Sanyo commercialise un module photovoltaïque de 17,4%Sanyo Electric annonce le lancement à partir de décembre 2009, d'un nouveau module photovoltaïque dont le rendement obtenu serait de l'ordre 17,4%. 

L'entreprise japonaise prévoit de construire une usine de production de cellules pour la fin 2010, avec une capacité de 600 MW/an. Ces cellules nommées "Sanyo HIT" utilisent une technologie créant un modèle hybride composé d'un film de silicium amorphe recouvrant un substrat de silicium cristallin.

Grandes dimensions

solar pvEn attendant l'industrialisation des modules plus performants, certaines entreprises se lancent dans la fabrication de modules de grandes dimensions afin de baisser les coûts.

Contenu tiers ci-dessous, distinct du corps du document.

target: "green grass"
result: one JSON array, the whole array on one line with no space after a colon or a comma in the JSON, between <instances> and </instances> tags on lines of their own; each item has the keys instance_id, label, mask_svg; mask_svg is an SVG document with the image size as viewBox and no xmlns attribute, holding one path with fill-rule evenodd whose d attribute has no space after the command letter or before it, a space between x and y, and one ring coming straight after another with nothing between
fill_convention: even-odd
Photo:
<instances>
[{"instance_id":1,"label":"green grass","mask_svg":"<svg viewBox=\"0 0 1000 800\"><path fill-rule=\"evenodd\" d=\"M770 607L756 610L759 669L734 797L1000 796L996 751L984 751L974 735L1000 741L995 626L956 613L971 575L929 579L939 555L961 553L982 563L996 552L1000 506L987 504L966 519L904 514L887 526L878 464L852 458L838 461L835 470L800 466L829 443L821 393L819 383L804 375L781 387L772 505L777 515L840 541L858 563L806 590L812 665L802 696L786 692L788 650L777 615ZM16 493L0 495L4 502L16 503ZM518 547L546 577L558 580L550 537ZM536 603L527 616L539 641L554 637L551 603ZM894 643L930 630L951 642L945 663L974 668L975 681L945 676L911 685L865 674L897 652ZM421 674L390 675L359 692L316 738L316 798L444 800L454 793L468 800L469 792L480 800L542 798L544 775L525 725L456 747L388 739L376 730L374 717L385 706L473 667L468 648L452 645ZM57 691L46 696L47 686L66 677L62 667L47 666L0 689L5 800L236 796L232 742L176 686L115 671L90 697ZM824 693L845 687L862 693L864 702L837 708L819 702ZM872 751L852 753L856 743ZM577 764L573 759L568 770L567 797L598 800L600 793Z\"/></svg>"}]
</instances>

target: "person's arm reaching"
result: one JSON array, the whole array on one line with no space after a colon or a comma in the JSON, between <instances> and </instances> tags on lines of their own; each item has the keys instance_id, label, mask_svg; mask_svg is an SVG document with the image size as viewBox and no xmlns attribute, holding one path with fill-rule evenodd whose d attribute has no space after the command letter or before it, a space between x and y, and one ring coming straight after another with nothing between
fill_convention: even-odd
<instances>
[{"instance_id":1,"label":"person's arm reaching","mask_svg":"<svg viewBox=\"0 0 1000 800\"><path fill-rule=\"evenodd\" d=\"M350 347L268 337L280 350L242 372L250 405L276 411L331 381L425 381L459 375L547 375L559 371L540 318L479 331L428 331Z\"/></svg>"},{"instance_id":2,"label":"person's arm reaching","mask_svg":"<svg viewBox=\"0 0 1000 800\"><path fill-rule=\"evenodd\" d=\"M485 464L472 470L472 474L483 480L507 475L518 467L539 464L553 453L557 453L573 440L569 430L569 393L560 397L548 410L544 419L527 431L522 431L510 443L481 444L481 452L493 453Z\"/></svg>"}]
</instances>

Le module EST460 de l'entreprise chinoise ENN a une superficie de 5,7 m2 et une puissance nominale de 460 Wc. La technologie PV en couches minces de silicium à jonction tandem donne un rendement d'environ 8%. Les modules vont servir d'abord pour la construction d'une centrale solaire de 5 MW en Mongolie intérieure. 

Module EST460 de ENN

La concentration

Un rendement de 40,7% a été atteint par l'entreprise américaine Spectrolab en 2006, avec une cellule "multi-jonction" composée de plusieurs couches différentes qui captent des parties distinctes du spectre solaire.

Ces cellules de haut rendement sont particulièrement adapté à la concentration solaire, parce elles coûtent cher. Les modules photovoltaïques à concentration permettent une utilisation de l’effet loupe pour démultiplier l’impact du rayonnement du soleil et augmenter la production d'une surface de cellule donnée.

 
Module à concentration solaire développé par Spectrolab (filiale de Boeing)


L'entreprise israélienne Zenith Solar a conçu un concentrateur solaire hybride capable de produire à la fois de l'électricité et de dégager suffisamment de chaleur pour en faire une source de chauffage.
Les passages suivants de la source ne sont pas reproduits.